The Riverhounds' South Shore home is getting a fresh identity this week, with the club locking in a stadium naming-rights deal that will rechristen the privately owned venue as F.N.B. Stadium. The new moniker is effective immediately as the team lines up planned renovations and a proposed seating expansion, and fans are set to see the updated branding at this Saturday's match.
In a press release via Pittsburgh Riverhounds, the club described the agreement as a multi-year partnership that makes First National Bank the official bank of the Riverhounds and the stadium. The release noted that in-stadium signage and improvements will highlight the partnership, while financial terms are staying under wraps. The club also said the bank will provide access to financial education through its youth Riverhounds Academy program.
"This new partnership with the Riverhounds reinforces FNB’s longstanding commitment to the Pittsburgh region and the communities we have served for over 160 years," F.N.B. CEO Vincent J. Delie Jr. said in the announcement via Pittsburgh Riverhounds. The team pointed out that the venue opened in 2013 as Highmark Stadium and that Highmark Health and Allegheny Health Network remain long-term partners. The club added that the first event under the F.N.B. name will be this Saturday at 7 p.m., when the Hounds host Greenville Triumph SC.
Expansion and funding
The timing of the rebrand lines up with the Riverhounds' push for a major expansion that would lift capacity into the mid-five digits to meet higher-tier league standards. According to Sports Business Journal, the club has applied for roughly $7 million in state redevelopment assistance as part of a multi-phase project that industry reporting says could run from the tens of millions into the low hundreds of millions. Local coverage of the plan has cited a roughly 15,000-seat target and a 2028 completion window for the full buildout, WPXI reported.
What the name change means
For F.N.B., the deal secures prime hometown visibility at a stadium that has been drawing bigger crowds in recent seasons and has already hosted the club's first league title run. Per F.N.B. Corporation, the bank operates hundreds of branches across several states and emphasizes community programs, and the Riverhounds announcement also highlighted the company's backing of youth financial education.
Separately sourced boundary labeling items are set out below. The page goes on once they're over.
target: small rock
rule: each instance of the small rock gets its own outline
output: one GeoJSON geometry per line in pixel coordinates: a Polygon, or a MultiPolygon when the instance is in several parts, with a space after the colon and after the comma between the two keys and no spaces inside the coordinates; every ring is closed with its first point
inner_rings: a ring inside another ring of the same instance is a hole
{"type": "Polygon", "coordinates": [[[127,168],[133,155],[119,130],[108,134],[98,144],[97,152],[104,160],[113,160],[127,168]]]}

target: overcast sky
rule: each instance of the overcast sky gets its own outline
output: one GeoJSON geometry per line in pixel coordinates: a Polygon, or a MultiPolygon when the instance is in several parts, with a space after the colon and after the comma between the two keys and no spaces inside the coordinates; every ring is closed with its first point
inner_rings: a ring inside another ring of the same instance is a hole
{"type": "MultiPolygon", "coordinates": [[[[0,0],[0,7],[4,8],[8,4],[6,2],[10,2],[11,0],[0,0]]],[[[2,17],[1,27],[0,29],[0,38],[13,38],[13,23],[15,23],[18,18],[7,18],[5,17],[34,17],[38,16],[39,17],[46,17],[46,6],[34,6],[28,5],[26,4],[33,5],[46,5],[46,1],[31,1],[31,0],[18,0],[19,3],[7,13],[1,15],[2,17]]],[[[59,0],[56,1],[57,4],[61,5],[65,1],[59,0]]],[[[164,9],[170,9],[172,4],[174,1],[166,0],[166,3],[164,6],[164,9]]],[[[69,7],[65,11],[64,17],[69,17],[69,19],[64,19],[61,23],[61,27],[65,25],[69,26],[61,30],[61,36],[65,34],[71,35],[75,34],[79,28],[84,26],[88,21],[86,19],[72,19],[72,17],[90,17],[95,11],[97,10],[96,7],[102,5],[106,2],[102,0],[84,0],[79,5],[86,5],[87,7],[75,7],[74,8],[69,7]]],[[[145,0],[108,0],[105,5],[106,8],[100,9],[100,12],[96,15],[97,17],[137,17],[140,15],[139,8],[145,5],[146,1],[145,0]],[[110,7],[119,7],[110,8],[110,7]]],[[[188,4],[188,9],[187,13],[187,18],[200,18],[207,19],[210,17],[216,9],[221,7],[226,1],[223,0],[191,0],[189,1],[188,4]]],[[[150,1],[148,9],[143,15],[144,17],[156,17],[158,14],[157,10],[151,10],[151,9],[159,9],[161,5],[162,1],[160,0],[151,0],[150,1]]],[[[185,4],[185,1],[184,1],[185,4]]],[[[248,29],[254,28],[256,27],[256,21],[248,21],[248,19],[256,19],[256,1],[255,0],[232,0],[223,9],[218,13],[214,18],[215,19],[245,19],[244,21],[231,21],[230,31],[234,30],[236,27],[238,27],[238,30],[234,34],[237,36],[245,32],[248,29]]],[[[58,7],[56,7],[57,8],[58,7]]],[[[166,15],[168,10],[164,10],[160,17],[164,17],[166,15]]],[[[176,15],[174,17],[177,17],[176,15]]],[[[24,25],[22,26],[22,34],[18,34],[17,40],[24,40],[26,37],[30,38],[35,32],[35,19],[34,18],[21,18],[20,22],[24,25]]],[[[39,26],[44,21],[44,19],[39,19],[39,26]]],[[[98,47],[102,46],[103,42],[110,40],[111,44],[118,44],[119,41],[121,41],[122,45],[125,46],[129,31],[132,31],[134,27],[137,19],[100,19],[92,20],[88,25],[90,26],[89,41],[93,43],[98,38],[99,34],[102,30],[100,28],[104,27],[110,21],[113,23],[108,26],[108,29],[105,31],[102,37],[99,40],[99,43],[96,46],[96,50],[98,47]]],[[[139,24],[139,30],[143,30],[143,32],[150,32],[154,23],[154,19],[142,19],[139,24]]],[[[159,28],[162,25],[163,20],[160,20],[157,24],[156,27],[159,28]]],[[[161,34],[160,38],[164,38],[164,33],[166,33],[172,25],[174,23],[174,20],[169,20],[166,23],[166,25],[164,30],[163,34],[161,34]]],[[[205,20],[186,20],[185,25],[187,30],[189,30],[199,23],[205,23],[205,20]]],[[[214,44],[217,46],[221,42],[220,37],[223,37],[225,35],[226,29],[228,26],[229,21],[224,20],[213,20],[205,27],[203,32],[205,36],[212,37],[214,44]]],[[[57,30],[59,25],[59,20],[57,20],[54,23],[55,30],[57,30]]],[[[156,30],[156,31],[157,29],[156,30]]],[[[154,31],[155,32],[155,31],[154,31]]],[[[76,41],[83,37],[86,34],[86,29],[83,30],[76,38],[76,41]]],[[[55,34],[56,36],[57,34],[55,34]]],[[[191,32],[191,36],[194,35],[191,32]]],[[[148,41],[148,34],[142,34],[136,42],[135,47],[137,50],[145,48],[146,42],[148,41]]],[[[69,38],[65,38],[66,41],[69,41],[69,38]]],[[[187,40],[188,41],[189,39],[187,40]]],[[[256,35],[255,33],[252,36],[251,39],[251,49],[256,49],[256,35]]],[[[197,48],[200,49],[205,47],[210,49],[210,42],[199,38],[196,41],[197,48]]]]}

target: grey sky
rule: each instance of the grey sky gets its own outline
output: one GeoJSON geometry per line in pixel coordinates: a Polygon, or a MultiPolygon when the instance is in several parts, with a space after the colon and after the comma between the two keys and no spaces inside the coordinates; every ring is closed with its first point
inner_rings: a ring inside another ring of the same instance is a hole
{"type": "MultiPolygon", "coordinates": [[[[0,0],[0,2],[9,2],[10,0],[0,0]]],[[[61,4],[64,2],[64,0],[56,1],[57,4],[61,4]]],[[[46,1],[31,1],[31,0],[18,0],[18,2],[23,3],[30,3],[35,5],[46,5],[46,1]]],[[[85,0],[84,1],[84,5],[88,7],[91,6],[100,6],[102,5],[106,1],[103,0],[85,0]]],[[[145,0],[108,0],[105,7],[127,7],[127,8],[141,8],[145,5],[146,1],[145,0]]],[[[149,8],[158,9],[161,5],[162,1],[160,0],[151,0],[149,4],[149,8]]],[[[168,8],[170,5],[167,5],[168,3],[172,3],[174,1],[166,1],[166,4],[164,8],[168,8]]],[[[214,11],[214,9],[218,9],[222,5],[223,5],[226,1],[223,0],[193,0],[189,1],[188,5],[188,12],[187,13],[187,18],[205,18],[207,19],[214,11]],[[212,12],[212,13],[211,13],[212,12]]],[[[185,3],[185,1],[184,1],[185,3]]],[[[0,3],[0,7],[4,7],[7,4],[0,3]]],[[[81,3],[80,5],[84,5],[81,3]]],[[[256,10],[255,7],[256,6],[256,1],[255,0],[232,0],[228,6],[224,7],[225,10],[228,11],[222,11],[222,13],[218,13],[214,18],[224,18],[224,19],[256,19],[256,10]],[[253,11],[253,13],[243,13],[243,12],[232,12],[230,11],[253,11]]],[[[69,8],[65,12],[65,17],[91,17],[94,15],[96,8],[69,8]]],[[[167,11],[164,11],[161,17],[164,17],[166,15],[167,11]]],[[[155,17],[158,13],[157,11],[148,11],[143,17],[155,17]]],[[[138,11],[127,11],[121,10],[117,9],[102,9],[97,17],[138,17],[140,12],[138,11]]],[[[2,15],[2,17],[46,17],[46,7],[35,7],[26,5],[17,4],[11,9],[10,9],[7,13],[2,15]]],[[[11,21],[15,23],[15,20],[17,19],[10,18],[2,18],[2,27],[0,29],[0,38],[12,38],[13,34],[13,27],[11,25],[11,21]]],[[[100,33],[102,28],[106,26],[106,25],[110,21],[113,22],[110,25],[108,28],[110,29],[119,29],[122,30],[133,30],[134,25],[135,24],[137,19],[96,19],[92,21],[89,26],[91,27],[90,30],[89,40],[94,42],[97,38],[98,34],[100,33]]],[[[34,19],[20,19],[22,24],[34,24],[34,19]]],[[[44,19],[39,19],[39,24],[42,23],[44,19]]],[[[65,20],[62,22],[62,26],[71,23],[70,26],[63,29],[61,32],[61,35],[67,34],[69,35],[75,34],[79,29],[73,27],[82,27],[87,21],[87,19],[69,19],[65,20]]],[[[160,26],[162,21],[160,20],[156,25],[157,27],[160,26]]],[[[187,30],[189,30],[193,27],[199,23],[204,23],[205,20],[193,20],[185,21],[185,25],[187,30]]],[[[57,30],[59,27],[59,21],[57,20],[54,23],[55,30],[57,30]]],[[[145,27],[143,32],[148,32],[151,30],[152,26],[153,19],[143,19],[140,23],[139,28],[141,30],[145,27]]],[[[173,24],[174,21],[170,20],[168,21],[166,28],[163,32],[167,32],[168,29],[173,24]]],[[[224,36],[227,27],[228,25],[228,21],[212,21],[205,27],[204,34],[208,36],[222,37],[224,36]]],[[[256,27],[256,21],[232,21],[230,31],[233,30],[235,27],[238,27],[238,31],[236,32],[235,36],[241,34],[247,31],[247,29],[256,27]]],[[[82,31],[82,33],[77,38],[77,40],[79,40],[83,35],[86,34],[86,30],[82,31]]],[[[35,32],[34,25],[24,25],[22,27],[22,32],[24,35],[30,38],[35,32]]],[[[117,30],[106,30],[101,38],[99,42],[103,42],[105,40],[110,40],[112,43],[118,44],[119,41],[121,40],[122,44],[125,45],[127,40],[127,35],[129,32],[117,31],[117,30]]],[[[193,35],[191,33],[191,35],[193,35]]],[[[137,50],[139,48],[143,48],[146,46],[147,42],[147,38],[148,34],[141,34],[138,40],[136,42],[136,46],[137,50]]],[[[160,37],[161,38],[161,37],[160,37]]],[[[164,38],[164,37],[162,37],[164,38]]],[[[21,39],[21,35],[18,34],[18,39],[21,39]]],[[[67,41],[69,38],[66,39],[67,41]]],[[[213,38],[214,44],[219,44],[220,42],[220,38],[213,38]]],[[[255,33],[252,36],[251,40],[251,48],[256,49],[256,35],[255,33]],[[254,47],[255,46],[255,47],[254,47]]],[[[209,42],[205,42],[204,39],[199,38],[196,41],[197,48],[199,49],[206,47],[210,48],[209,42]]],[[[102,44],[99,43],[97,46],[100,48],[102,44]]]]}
The naming-rights cash and corporate support are one piece of a broader financing puzzle that still relies on public incentives and private capital to shift the expansion from concept to construction, industry coverage shows.
What's next
Signage and other cosmetic updates are expected to roll out as the club ramps up renovation work, with the new F.N.B. Stadium name set to become a regular sight on upcoming match days. Officials say the larger construction phases depend on key funding decisions, including the pending state grant application, and reporting from the Pittsburgh Business Times and industry outlets indicates that the naming-rights agreement is one step in assembling the overall financing package.